Unfortunately, the situation in place prevents the judge from being a judge. The EMA law prevents the Justice from taking into evidence additional clarifying statements from the injured person about the state of their health and cause of the injury, or from considering prior medical records and history. Instead, EMA law specifies that at this point an Expert Medical Advisor (EMA) be called in to make the final decision about the recommended course of treatment for the injured person. Typically, the EMA will only be required to examine the patient once before making his or her final determination on the necessity of the recommended medical procedure. If the EMA confers with the independent medical examiner’s previous assessment, and reports to the court that the procedure is unnecessary, this is the final determination of the client’s worker’s compensation claim. Denial of the claim in its entirety. There are options to appeal this final determination, but they are limited.
So, sometimes it doesn’t matter what the original worker’s compensation doctor advises. It doesn’t matter what evidence the injured person has to support their claim, or to invalidate the opinions of the medical examiners. It doesn’t matter that the judge may be sympathetic to the injured person’s plight, or that the medical examiners are not intimately familiar with the injured person’s case, the injured person’s hands can be tied by the final word issued by the Expert Medical Advisor.
Of course, I understand the argument that this system has been put in place to prevent fraudulent worker’s compensation claims. I understand the argument that it also prevents judges from considering faulty or outdated medical knowledge, or the misinformed medical testimonies of attorneys, as supporting evidence for worker’s compensation claims which may be unjustified. I understand that this law exists so that each person who has been denied in a worker’s comp claim can have their case evaluated by a court-appointed expert. Of course, I believe that each injured person is entitled to have their claim examined by an expert upon its denial, and of course I do not believe that judges should be expected to be experts in both the vast areas of legal and medical knowledge. But, I do believe judges should be allowed to be judges. It simply makes me furious when this existing system allows insurance companies to deny claims in order to pay more attention to their profit margin and effects on their bottom line than the quality of coverage they provide for real-world people, with real-world suffering.

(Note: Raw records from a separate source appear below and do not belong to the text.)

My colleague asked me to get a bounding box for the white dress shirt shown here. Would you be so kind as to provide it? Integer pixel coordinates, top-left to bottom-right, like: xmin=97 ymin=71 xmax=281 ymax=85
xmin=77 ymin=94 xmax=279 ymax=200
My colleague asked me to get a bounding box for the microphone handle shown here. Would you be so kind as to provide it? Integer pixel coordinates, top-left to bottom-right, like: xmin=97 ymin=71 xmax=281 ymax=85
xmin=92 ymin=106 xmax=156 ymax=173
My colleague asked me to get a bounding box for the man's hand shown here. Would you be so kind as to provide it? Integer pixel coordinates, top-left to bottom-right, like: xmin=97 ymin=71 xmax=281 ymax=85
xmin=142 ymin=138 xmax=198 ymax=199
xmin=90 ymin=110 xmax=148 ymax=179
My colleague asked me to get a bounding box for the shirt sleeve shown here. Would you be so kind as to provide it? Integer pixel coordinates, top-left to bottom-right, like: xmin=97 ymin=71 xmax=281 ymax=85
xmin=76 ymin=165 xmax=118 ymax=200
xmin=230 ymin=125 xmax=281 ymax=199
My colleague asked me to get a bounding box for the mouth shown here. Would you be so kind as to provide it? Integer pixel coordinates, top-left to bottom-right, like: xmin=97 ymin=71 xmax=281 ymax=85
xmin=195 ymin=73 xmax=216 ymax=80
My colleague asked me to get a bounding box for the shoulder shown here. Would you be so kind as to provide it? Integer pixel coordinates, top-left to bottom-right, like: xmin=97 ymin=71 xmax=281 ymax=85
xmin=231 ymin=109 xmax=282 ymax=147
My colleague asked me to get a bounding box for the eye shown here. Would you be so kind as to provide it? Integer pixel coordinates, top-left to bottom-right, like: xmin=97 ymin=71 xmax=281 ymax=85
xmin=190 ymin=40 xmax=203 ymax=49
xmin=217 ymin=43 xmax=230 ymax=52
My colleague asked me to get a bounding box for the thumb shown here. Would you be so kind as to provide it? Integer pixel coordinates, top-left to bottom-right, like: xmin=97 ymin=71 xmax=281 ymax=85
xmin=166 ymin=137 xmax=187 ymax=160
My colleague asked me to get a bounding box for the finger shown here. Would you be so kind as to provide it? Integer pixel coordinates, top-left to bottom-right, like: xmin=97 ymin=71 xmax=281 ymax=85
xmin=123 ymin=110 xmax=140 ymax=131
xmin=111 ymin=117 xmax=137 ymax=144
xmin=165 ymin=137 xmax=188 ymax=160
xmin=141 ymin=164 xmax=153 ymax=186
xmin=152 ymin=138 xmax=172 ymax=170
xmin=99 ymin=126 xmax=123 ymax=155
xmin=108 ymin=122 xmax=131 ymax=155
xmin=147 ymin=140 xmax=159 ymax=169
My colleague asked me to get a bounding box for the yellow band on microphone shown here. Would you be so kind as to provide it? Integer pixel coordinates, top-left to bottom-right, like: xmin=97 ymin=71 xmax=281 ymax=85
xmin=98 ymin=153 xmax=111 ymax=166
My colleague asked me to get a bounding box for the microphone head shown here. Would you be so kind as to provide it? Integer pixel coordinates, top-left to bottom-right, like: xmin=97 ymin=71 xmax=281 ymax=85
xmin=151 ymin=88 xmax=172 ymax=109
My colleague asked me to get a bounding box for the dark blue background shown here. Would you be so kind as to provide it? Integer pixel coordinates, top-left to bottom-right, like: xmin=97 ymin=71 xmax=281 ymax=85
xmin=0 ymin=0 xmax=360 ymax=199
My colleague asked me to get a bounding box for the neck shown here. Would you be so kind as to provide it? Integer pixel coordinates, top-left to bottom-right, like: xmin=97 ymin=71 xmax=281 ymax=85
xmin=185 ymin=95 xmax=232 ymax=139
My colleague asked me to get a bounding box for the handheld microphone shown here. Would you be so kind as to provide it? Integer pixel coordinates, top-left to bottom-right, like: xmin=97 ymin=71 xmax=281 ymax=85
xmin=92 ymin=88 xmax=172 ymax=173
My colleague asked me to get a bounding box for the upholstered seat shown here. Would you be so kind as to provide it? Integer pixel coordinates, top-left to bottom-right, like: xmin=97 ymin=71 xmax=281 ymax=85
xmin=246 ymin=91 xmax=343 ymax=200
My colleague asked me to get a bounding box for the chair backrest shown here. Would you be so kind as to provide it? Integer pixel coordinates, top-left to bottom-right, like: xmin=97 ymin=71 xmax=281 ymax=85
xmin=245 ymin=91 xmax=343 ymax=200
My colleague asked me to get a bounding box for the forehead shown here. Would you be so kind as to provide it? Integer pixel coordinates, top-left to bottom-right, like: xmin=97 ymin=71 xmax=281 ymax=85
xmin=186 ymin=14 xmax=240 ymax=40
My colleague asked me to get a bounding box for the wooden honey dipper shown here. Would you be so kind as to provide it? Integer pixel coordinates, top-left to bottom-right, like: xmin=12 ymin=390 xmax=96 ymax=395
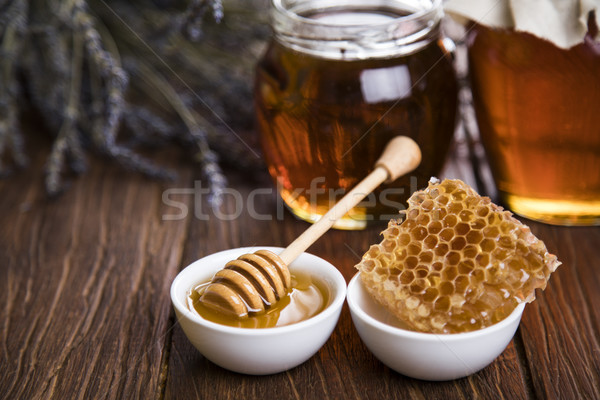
xmin=200 ymin=136 xmax=421 ymax=318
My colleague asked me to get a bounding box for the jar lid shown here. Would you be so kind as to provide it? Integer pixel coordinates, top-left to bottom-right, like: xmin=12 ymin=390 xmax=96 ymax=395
xmin=444 ymin=0 xmax=600 ymax=49
xmin=271 ymin=0 xmax=443 ymax=60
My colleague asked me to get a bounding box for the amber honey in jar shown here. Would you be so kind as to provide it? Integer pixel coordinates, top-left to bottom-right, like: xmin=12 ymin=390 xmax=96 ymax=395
xmin=468 ymin=22 xmax=600 ymax=225
xmin=255 ymin=0 xmax=457 ymax=229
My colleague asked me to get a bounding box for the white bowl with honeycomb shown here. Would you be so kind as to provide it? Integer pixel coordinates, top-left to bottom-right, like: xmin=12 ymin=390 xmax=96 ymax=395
xmin=348 ymin=179 xmax=560 ymax=380
xmin=347 ymin=273 xmax=525 ymax=381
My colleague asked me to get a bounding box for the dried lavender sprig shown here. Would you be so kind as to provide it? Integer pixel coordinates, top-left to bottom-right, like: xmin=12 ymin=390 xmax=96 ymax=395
xmin=72 ymin=0 xmax=128 ymax=153
xmin=139 ymin=64 xmax=227 ymax=206
xmin=181 ymin=0 xmax=223 ymax=41
xmin=0 ymin=0 xmax=29 ymax=173
xmin=45 ymin=27 xmax=83 ymax=196
xmin=123 ymin=104 xmax=179 ymax=145
xmin=82 ymin=28 xmax=175 ymax=180
xmin=67 ymin=130 xmax=88 ymax=174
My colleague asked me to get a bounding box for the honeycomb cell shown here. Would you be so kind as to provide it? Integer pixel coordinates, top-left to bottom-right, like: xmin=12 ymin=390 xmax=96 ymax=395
xmin=356 ymin=180 xmax=560 ymax=333
xmin=479 ymin=238 xmax=496 ymax=253
xmin=427 ymin=221 xmax=444 ymax=235
xmin=465 ymin=229 xmax=483 ymax=244
xmin=450 ymin=236 xmax=467 ymax=250
xmin=454 ymin=222 xmax=471 ymax=236
xmin=419 ymin=251 xmax=433 ymax=264
xmin=438 ymin=228 xmax=454 ymax=242
xmin=423 ymin=234 xmax=438 ymax=249
xmin=448 ymin=202 xmax=463 ymax=214
xmin=410 ymin=225 xmax=428 ymax=241
xmin=458 ymin=259 xmax=475 ymax=275
xmin=433 ymin=243 xmax=449 ymax=257
xmin=444 ymin=214 xmax=458 ymax=228
xmin=462 ymin=244 xmax=479 ymax=260
xmin=407 ymin=242 xmax=421 ymax=256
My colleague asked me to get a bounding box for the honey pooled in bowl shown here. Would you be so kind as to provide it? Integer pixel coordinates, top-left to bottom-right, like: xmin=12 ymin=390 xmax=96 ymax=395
xmin=356 ymin=179 xmax=561 ymax=333
xmin=187 ymin=273 xmax=330 ymax=328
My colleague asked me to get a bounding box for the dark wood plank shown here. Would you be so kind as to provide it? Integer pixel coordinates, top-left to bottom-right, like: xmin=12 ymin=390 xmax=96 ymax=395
xmin=0 ymin=145 xmax=189 ymax=399
xmin=520 ymin=222 xmax=600 ymax=399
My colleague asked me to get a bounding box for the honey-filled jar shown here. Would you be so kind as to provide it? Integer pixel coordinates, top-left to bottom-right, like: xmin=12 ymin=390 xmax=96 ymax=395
xmin=255 ymin=0 xmax=457 ymax=229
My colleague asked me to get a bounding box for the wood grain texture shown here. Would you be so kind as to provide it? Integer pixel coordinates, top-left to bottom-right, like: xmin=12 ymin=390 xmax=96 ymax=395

Florida legislators should have their attention called to this situation. It is a legislative injustice to disallow the judicial system from providing recompense to injured people based on arbitrary or under-informed so-called “experts.” Maybe it’s because I have a heart which is sensitive to the struggles of the underdog, maybe it’s because I am afraid anytime I see people swallowed by cracks in a system which is intended to protect them, or maybe it’s because I simply can’t stand to see injustice occur to the citizens of my home state. Whatever the reason for my personal frustration, I am reminded of the eternal truth in the immortal words of Dr. Martin Luther King, Jr.: “Injustice anywhere is a threat to justice everywhere.”